Castillo de Mota del Marqués

The Via de la Plata, or the Silver route, is the longest Camino de Santiago in Spain. Historically, well before the time of the Romans, this path was utilized to move animals between the north and south. Later, the route was a main passage for traders who came into southern ports of the Iberian Peninsula, trading ceramics and jewelry.

 

The Silver route starts in Seville and heads north, joining the Camino Frances after the town of Astorga. Today, only approximately 3.5% of all pilgrims take this route to the Cathedral of Santiago de Compostela.

 

When on the Via de la Plata, you will come across the stunning spectacle of the Castillo de Mota del Marqués. It is an ancient castle located on a mountain above the small town of Mota del Marques, located in the province of Valladolid, Castile and León with a population of approximately 425 inhabitants.

 

The castle was built in the 13th century, during the reign of Alfonso X who belonged to the Teutonic Order. In 1520 the Order was attacked by the Rebellion of the Communards and later, in 1810 during the War of Spanish Independence from France. Following these attacks, the castle found itself in ruins.  In 2010, the local government undertook work to avoid a complete collapse of the castle.

 

At the foot of the slope of the mountain peak sits the lglesia de El Salvador or Church of El Salvador. It was built in the sixteenth century and is believed to be the first religious temple in the local area.  Stones were removed from this church to make a garden in the Church of San Martín which is a more recent church built in the town of Mota del Marques.

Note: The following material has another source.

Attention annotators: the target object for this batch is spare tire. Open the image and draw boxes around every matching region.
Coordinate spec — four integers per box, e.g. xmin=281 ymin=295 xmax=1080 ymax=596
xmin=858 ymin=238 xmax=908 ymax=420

Although not verified, it is thought that one of the gates of the Church of El Salvador is now in New York City.

 

Although the castle and church remain in ruins, we think it is a beautiful site.  If you find yourself walking the Via de la Plata, take a short walk up to the top of the mountain to enjoy the solidarity and captivating spirit you will likely discover amidst the remaining vestiges of the Castillo de Mota del Marqués.